Un main tient une seringue
De nouvelles seringues sont distribuées dans un local d'injection de Bienne. La Suisse a commencé en 1994 la distribution médicalement contrôlée d'héroïne pour les toxicomanes. Keystone / Stefan Meyer

Trente ans après les scènes ouvertes de la drogue en Suisse, la justice considère depuis cet été les personnes souffrant d’une dépendance comme «malades». Elles pourront s’adresser à l’assurance-invalidité (AI).

«Qu’on renifle la came ou qu’on la fume, qu’on la mange ou qu’on se l’enfonce, le résultat est toujours le même: on devient toxicomane, c’est-à-dire prisonnier (…). Le camé est dévoré par un besoin absolu de drogue», écrivait Williams Burroughs en 1959 dans «Le festin nu». L’auteur américain avait vécu une quinzaine d’années sous l’emprise de l’héroïne et de la morphine.

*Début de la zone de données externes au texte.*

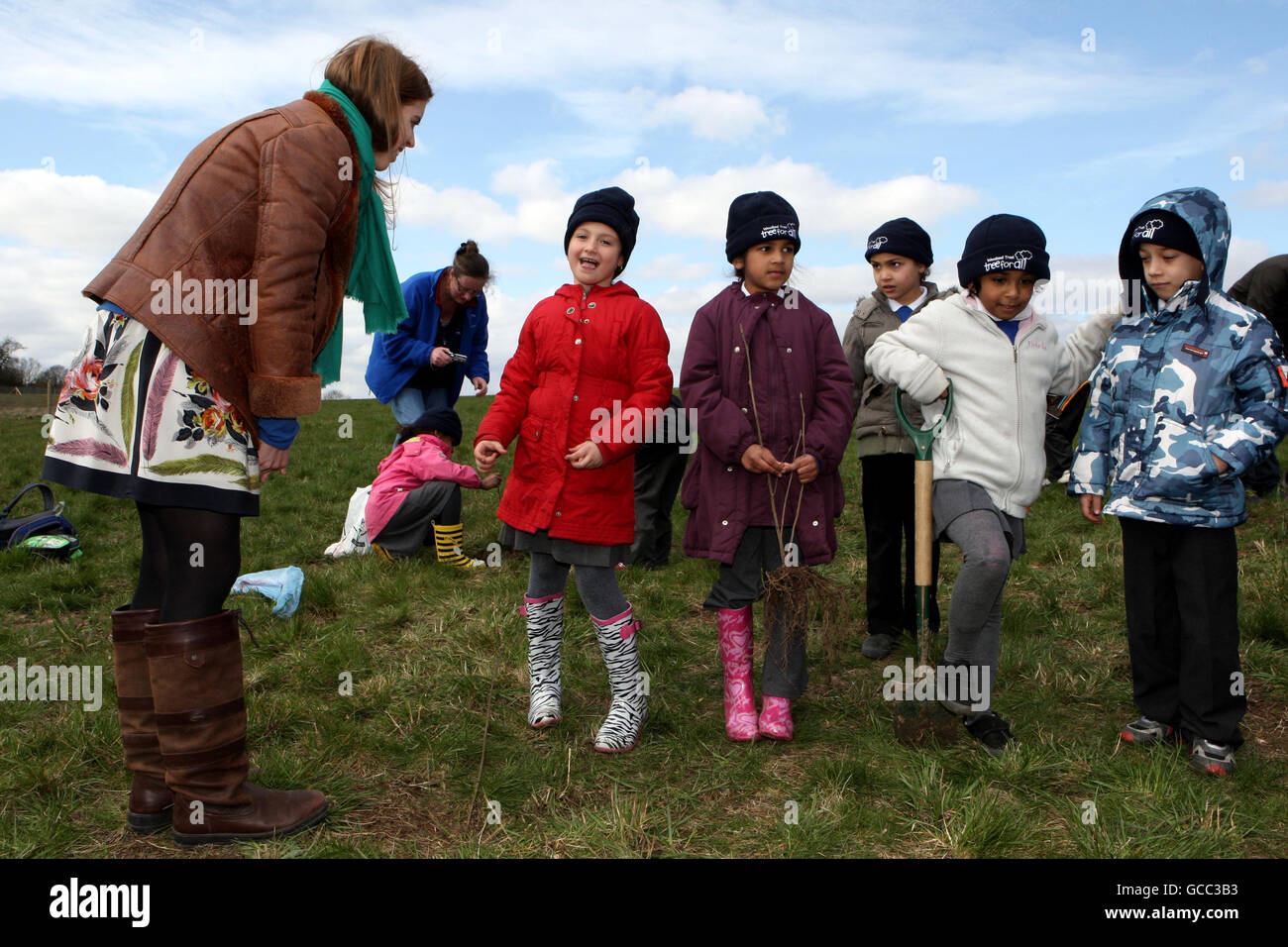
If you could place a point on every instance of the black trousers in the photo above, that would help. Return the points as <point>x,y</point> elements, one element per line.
<point>1181,587</point>
<point>888,525</point>
<point>658,471</point>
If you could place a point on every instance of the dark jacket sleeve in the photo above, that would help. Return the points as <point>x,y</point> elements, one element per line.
<point>722,427</point>
<point>478,367</point>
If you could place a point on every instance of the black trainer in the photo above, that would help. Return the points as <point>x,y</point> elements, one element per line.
<point>877,646</point>
<point>992,731</point>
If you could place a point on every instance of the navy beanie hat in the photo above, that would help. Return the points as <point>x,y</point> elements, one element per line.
<point>1004,241</point>
<point>758,218</point>
<point>902,237</point>
<point>441,419</point>
<point>610,206</point>
<point>1164,228</point>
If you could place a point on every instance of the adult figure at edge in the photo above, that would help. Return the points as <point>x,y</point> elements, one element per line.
<point>187,412</point>
<point>412,369</point>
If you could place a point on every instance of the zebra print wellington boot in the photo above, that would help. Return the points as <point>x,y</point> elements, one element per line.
<point>629,710</point>
<point>545,633</point>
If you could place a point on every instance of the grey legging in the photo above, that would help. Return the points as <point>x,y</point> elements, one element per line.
<point>975,612</point>
<point>596,583</point>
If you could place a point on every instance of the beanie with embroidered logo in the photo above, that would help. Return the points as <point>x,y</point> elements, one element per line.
<point>1004,241</point>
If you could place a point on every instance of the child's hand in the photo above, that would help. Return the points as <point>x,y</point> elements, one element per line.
<point>585,457</point>
<point>485,454</point>
<point>805,468</point>
<point>760,459</point>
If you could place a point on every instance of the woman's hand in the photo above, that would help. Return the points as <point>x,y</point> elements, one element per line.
<point>270,459</point>
<point>485,454</point>
<point>805,468</point>
<point>585,457</point>
<point>760,459</point>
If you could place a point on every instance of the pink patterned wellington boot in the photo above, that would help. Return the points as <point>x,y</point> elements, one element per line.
<point>776,719</point>
<point>734,626</point>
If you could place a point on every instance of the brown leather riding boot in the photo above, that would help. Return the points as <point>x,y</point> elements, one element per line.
<point>196,673</point>
<point>150,797</point>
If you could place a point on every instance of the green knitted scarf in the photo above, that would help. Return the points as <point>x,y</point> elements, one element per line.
<point>373,277</point>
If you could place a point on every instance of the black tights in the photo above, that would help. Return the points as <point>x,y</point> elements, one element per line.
<point>191,560</point>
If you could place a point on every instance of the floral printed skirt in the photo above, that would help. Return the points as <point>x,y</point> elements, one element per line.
<point>133,420</point>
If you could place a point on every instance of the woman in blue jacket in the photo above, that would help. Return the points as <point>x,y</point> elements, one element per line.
<point>441,343</point>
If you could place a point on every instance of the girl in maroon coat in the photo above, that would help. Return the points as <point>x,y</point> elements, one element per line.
<point>590,368</point>
<point>767,376</point>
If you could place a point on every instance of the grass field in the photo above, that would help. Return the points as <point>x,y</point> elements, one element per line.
<point>438,661</point>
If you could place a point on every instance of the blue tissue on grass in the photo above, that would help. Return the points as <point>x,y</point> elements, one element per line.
<point>282,586</point>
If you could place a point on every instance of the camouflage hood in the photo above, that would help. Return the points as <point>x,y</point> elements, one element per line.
<point>1207,218</point>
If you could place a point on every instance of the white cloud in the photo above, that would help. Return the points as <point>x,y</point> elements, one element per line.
<point>40,302</point>
<point>159,63</point>
<point>694,205</point>
<point>69,214</point>
<point>698,204</point>
<point>1244,254</point>
<point>673,266</point>
<point>709,114</point>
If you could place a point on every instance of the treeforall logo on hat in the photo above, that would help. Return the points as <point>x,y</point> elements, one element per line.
<point>1017,261</point>
<point>1146,230</point>
<point>778,231</point>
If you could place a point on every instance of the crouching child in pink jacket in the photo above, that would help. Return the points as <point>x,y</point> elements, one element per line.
<point>417,491</point>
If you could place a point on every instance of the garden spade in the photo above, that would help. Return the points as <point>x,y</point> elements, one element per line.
<point>917,715</point>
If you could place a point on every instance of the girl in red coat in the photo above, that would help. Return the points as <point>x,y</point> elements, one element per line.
<point>767,376</point>
<point>590,368</point>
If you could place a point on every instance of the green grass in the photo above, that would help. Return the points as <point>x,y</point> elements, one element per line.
<point>428,648</point>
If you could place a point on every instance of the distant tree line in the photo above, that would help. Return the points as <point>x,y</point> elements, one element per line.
<point>18,369</point>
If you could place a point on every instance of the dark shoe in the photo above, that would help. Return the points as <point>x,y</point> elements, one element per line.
<point>151,802</point>
<point>877,646</point>
<point>150,799</point>
<point>266,814</point>
<point>992,731</point>
<point>1146,732</point>
<point>196,672</point>
<point>1212,758</point>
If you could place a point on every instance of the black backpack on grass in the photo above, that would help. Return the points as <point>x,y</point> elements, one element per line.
<point>47,532</point>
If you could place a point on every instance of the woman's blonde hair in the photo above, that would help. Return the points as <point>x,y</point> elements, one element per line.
<point>378,78</point>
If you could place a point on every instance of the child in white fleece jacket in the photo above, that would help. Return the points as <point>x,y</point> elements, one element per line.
<point>1003,359</point>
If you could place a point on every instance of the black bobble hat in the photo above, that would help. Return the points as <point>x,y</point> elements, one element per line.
<point>756,218</point>
<point>441,419</point>
<point>1164,228</point>
<point>610,206</point>
<point>1004,241</point>
<point>903,237</point>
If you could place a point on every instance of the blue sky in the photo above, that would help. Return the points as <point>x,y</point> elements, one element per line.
<point>1069,114</point>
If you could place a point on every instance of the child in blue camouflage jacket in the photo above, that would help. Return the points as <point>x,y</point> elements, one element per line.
<point>1193,390</point>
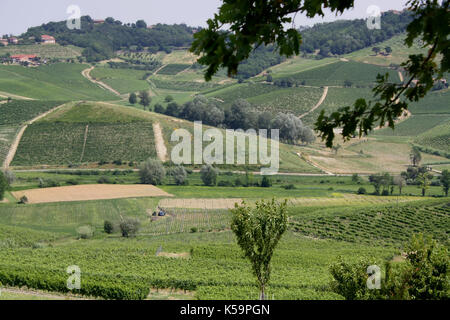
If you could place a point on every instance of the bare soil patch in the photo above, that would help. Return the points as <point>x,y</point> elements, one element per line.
<point>90,192</point>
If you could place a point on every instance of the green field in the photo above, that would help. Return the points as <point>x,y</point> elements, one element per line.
<point>210,263</point>
<point>18,111</point>
<point>335,74</point>
<point>173,69</point>
<point>122,80</point>
<point>7,135</point>
<point>437,138</point>
<point>60,81</point>
<point>48,51</point>
<point>415,125</point>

En Suisse, la sujétion aux drogues a été reconnue le 11 juillet dernier par le Tribunal fédéralLien externe, la plus haute instance juridique du pays, comme relevant des maladies psychiques ou mentales. La jurisprudence était jusque-là formelle: les assurés qui souffraient de dépendance aux drogues pouvaient recevoir une prestation de l’AI à la seule condition que leur accoutumance à un produit débouchait sur une maladie ou que la dépendance résultait d’une maladie. La personne était considérée comme responsable de son état de santé et pouvait, le cas échéant, suivre un programme de désintoxication.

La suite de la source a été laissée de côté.